Virtually all experts agree that regulation would be a better solution.  I have distilled the following five point plan from everything that I have read and learned over more than 30 years:

1. An end to oppression of drug users (at least 10 million UK citizens)
2. Removal from the criminal law of any offence for possession and/or social supply
3. Fact and evidence-based policy, information and regulation
4. Re-direction of law enforcement resources against real criminals
5. Treat problematic drug use as a health issue

Five years ago, while campaigning for the Tory party leadership, David Cameron called for “fresh thinking and a new approach” towards drugs policy and said that it would be “disappointing if radical options on the law on cannabis were not looked at”. Nick Clegg has promised to repeal “illiberal, intrusive and unnecessary” laws and to stop “making ordinary people criminals”. There can be no better example of this than the laws against personal use and cultivation of cannabis, particularly for medicinal reasons. The coalition government’s new Your Freedom website has been inundated with proposals to legalise cannabis and to end the futile war on drugs.   In July a poll carried out for the LibDems showed 70% of people in favour of legalising cannabis.

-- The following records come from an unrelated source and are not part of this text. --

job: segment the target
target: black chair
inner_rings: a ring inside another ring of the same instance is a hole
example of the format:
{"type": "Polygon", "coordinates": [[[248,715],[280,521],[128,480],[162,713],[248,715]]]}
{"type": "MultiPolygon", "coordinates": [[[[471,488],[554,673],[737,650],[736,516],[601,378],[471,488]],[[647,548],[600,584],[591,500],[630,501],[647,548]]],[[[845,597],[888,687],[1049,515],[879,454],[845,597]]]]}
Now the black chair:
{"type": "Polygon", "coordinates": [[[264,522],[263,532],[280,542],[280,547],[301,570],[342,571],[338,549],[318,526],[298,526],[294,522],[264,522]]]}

The Home Office and James Brokenshire are completely out of touch with expert and public opinion as well as the declared views of both the Prime Minister and the Deputy Prime Minister.

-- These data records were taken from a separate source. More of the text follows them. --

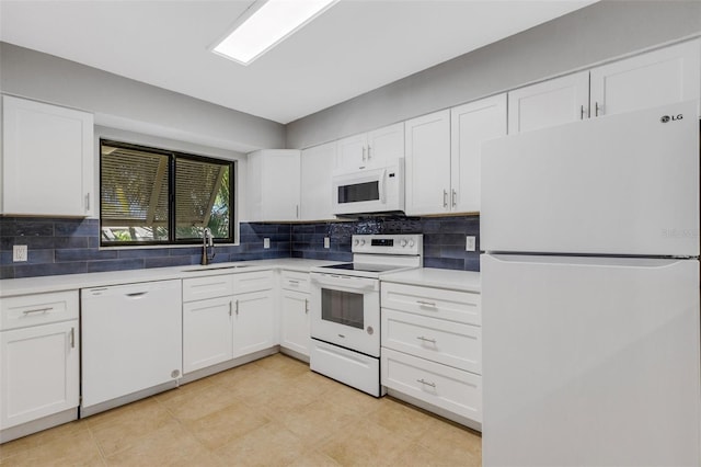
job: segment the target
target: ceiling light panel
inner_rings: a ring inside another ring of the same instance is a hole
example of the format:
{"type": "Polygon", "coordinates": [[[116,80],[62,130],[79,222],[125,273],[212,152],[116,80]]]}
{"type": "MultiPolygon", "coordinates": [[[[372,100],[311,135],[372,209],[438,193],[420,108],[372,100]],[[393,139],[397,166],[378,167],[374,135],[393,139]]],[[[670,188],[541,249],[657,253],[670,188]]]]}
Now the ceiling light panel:
{"type": "Polygon", "coordinates": [[[233,31],[212,50],[249,65],[337,1],[260,0],[251,8],[253,13],[237,22],[233,31]]]}

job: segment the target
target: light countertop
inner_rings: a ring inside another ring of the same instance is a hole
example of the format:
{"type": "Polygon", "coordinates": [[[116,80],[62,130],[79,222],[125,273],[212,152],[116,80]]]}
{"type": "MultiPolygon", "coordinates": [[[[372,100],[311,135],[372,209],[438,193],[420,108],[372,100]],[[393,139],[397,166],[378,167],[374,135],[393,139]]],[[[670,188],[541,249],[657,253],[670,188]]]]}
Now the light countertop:
{"type": "Polygon", "coordinates": [[[62,274],[42,277],[5,278],[0,281],[0,297],[31,295],[47,292],[76,291],[79,288],[105,287],[110,285],[134,284],[147,281],[168,281],[172,278],[202,277],[204,275],[235,274],[248,271],[280,269],[287,271],[309,272],[310,269],[338,261],[303,260],[280,258],[272,260],[238,261],[232,263],[214,263],[208,266],[182,265],[173,267],[153,267],[145,270],[112,271],[87,274],[62,274]],[[241,266],[221,269],[223,266],[241,266]]]}
{"type": "Polygon", "coordinates": [[[418,267],[381,274],[380,280],[399,284],[423,285],[425,287],[448,288],[452,291],[476,292],[482,289],[480,273],[474,271],[440,270],[418,267]]]}

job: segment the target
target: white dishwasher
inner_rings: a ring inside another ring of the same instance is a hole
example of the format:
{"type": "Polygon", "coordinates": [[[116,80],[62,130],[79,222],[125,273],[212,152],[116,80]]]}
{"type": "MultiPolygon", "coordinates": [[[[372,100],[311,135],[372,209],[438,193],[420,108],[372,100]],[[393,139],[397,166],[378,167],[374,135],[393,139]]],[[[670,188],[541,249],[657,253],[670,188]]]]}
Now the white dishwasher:
{"type": "Polygon", "coordinates": [[[182,375],[182,282],[81,289],[81,415],[182,375]]]}

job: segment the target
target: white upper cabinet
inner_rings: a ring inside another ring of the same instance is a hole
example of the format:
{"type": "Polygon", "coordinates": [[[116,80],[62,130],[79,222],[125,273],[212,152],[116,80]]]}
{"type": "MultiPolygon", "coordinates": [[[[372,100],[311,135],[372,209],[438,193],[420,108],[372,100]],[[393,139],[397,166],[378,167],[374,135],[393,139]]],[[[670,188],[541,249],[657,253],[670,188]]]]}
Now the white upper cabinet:
{"type": "Polygon", "coordinates": [[[246,184],[249,220],[285,221],[300,218],[299,150],[264,149],[251,152],[246,184]]]}
{"type": "Polygon", "coordinates": [[[699,99],[701,42],[636,55],[508,93],[508,133],[699,99]]]}
{"type": "Polygon", "coordinates": [[[336,144],[329,143],[301,152],[300,220],[334,219],[331,213],[331,176],[336,168],[336,144]]]}
{"type": "Polygon", "coordinates": [[[404,157],[404,123],[340,139],[336,150],[340,170],[382,167],[404,157]]]}
{"type": "Polygon", "coordinates": [[[508,133],[516,134],[588,116],[589,71],[527,86],[508,93],[508,133]]]}
{"type": "Polygon", "coordinates": [[[404,157],[404,122],[368,133],[368,166],[391,164],[404,157]]]}
{"type": "Polygon", "coordinates": [[[405,213],[450,212],[450,111],[405,122],[405,213]]]}
{"type": "Polygon", "coordinates": [[[450,208],[480,210],[482,143],[506,136],[506,94],[450,110],[450,208]]]}
{"type": "Polygon", "coordinates": [[[93,214],[93,116],[2,98],[2,214],[93,214]]]}
{"type": "Polygon", "coordinates": [[[591,70],[591,116],[699,99],[701,43],[692,41],[591,70]]]}

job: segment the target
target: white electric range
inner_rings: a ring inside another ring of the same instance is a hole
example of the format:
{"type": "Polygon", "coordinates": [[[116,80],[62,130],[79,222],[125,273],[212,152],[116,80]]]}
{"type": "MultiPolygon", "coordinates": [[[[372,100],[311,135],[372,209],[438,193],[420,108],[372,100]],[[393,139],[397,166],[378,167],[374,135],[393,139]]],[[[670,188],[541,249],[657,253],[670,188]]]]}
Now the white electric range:
{"type": "Polygon", "coordinates": [[[355,235],[353,263],[311,270],[311,369],[375,397],[380,386],[380,274],[423,265],[423,236],[355,235]]]}

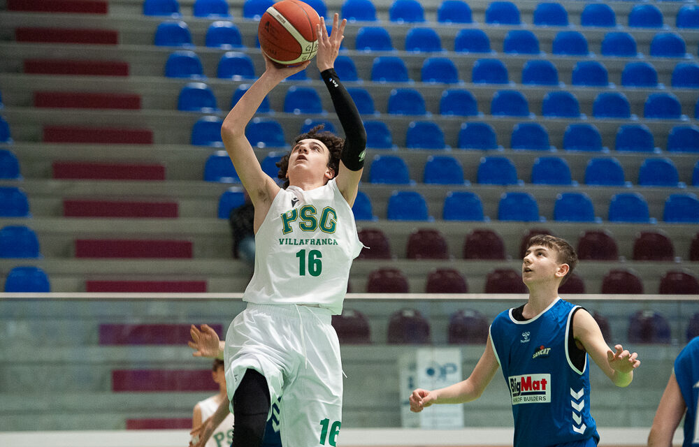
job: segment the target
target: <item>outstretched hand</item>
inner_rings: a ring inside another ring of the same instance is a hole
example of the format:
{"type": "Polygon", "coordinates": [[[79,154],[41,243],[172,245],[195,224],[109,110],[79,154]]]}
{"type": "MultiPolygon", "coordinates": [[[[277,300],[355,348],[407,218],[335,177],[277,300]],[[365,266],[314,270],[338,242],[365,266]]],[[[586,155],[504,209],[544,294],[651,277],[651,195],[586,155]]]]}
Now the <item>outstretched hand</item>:
{"type": "Polygon", "coordinates": [[[192,341],[187,343],[190,348],[194,350],[192,355],[194,357],[218,357],[219,342],[218,334],[208,325],[203,324],[201,330],[196,326],[192,325],[189,328],[189,335],[192,341]]]}
{"type": "Polygon", "coordinates": [[[641,361],[637,360],[638,354],[630,353],[621,344],[614,346],[617,352],[607,351],[607,360],[610,362],[612,369],[619,372],[627,373],[633,371],[641,364],[641,361]]]}
{"type": "Polygon", "coordinates": [[[315,56],[318,69],[324,71],[335,66],[335,59],[340,52],[340,45],[345,38],[345,26],[346,19],[340,22],[340,15],[333,16],[333,29],[328,36],[328,28],[325,25],[325,17],[320,17],[320,24],[315,27],[316,35],[318,36],[318,52],[315,56]]]}

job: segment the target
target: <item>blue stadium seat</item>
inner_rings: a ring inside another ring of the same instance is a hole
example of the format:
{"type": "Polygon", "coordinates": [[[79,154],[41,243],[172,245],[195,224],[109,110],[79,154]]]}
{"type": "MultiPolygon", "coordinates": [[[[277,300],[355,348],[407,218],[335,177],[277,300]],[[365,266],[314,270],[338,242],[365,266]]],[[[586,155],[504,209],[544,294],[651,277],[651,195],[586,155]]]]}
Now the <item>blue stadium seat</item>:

In my view, regulation means tighter control on the most dangerous drugs such as heroin, cocaine and alcohol and lighter regulation on relatively harmless substances like cannabis and ecstasy.

There is also the very important question of medicinal cannabis.  The discovery of the endocannabinoid system in 1998 has led to an ever-escalating volume of evidence of the medicinal value of cannabis.  In June the MHRA approved Sativex as an MS medicine in the UK.  It is a whole plant extract yet presently, the Home Office refuses to consider a regulated system of the plant itself for medicinal purposes.  This is completely irrational and absurd.  The House Of Lords scientific committee recommended such a system should be introduced 12 years ago.  Medicinal cannabis is available and regulated throughout almost all of Europe, Israel and 14 states in the USA (with 12 more in the planning stage).  The UK stands almost alone in its obstinate refusal even to consider such a system.

Already this is leading to quite obscene injustices where patients have been prescribed Sativex by their doctor but their health authority has refused to fund it and patients are then facing criminal prosecution for cultivating their own plants.  There is a case of exactly this going on in the Dorchester Crown Court at present and the CPS insists it is in the public interest to prosecute!

Thank you once again for listening to me Richard. I hope these notes are useful in composing your letter to David Cameron and I look forward to hearing from you in due course.